ETF Inflows & Outflows
Performance Leaders & Laggards
Source: ETF Action; flows and performance data as of 10/31/24; performance data excludes leveraged and inverse products
Weekly ETF Reads
Apollo’s Race Toward Private-Credit ETFs to Face SEC Scrutiny by Lydia Beyoud
“The agency may push for more details on how the firms will navigate conflicts of interest and how they select the underlying private credit assets.”
Low-volatility ETFs lose favour as investors jump to buffered peers by Steve Johnson
“Buffer ETFs have had better risk-adjusted performance than low-vol ETFs.”
A Look Back at Crypto ETFs by Roxanna Islam
“Issuers haven’t been holding back with crypto.”

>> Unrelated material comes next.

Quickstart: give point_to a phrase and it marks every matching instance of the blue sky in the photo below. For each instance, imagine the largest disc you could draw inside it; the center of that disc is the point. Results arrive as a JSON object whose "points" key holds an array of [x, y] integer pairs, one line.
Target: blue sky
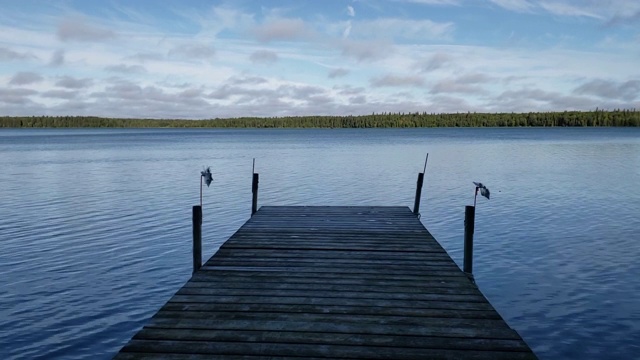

ETFs Are Where the Fun Is by Matt Levine
“Any sort of trade can be packaged into an ETF, as long as you can write a cool elevator pitch for it, and eventually every trade will be.”
Is It Time to Reconsider Dividend Funds? by Daniel Sotiroff
“Income-seeking investors have more options than ever today.”
Worldwide index ETF assets up 24% as BlackRock widens lead over Vanguard by Kathie O’Donnell
“I think that’s why you’ve seen such a huge jump in the assets that ETFs have, a lot of that is institutional.”
Intro to ETF Taxation and 351 Conversions by ETF Architect’s Wes Gray & Team
“ETFs are widely recognized for their tax efficiency, but many investors face the challenge of transitioning low-basis investments into ETF structures in a tax-efficient manner.”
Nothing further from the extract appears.